3. **Performance Trends**:
- ActPRM shows diminishing returns after Budget = 0.5.
- Full Data Tuning demonstrates consistent improvement up to Budget = 1.0.
---
### Interpretation
- **Model Efficiency**: Full Data Tuning achieves higher F1 scores with the same or lower budget compared to ActPRM, suggesting better resource utilization.
- **Diminishing Returns**: ActPRM’s performance plateaus after Budget = 0.5, indicating limited gains from additional budget allocation.
- **Benchmark Significance**: The F1 = 0.673 threshold may represent a target for acceptable performance, with Full Data Tuning being more reliable for exceeding this benchmark.

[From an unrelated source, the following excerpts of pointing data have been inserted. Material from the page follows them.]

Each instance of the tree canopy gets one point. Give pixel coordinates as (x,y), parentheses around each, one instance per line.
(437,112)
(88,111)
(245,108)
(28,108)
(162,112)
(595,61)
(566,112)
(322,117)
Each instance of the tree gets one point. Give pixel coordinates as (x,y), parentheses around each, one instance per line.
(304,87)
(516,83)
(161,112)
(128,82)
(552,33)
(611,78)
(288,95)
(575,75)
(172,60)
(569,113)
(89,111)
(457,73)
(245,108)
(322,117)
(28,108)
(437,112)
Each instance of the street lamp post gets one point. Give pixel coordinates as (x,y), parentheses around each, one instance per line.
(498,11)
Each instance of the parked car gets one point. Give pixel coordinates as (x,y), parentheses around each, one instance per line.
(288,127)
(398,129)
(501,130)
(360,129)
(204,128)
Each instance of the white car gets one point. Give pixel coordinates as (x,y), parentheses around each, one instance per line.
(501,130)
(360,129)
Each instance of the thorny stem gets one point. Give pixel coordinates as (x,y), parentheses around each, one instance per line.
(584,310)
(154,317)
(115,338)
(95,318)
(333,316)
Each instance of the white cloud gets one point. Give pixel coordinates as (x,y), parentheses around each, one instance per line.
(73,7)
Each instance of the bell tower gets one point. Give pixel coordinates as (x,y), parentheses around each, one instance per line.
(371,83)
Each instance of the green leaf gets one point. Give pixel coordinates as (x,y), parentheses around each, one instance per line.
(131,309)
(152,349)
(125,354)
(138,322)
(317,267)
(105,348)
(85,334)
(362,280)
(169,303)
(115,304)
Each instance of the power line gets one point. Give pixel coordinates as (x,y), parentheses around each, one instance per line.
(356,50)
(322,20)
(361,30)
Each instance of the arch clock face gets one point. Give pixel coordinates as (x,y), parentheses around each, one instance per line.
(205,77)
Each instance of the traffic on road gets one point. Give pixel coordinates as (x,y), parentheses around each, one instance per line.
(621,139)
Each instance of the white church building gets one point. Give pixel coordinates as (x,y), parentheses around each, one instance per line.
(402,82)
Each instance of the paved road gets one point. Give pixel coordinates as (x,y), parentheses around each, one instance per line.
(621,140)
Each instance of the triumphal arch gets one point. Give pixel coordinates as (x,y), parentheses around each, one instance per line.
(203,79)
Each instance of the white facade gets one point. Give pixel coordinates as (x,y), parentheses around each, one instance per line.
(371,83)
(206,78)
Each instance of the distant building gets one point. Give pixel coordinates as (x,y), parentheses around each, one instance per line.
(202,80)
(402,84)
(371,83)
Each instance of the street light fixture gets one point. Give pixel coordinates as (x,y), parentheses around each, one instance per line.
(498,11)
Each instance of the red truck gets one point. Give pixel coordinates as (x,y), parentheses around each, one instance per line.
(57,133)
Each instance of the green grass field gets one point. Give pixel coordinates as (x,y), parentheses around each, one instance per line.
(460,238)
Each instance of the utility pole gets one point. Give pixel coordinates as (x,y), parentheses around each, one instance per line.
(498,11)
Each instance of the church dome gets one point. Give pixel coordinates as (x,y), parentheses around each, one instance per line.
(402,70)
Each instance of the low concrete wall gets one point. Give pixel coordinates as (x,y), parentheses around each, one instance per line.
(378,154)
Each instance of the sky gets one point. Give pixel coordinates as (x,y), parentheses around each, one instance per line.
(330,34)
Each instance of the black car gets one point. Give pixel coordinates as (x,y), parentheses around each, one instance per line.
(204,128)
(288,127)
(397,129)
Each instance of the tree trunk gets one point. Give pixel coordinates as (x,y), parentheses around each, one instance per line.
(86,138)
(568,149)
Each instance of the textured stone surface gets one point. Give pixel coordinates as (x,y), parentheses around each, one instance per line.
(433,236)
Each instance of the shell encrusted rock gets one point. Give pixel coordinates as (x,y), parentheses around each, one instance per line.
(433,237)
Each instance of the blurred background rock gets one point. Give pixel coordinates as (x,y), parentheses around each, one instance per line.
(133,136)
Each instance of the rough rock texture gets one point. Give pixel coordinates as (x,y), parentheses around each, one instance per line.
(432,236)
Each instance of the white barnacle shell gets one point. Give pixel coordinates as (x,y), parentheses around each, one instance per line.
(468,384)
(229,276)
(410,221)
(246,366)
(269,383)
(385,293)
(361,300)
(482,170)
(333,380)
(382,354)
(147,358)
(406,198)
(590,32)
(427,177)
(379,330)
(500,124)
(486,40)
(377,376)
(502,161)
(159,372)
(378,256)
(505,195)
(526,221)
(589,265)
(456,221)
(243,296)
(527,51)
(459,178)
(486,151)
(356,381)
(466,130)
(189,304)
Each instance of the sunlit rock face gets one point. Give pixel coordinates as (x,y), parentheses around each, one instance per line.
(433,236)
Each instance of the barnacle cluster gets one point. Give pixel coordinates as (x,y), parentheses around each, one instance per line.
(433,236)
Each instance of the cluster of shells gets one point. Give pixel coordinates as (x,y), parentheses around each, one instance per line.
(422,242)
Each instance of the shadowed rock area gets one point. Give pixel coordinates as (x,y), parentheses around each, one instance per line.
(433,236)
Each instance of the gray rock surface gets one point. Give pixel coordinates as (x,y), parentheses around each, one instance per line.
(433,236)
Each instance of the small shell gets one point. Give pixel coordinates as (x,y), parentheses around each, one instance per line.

- **Uncertainty**: Scatter points suggest variability in model performance, with ActPRM showing higher variance (wider spread of red points) compared to Full Data Tuning.
This analysis highlights the trade-offs between model complexity (ActPRM) and data-driven tuning (Full Data Tuning) in achieving optimal performance under budget constraints.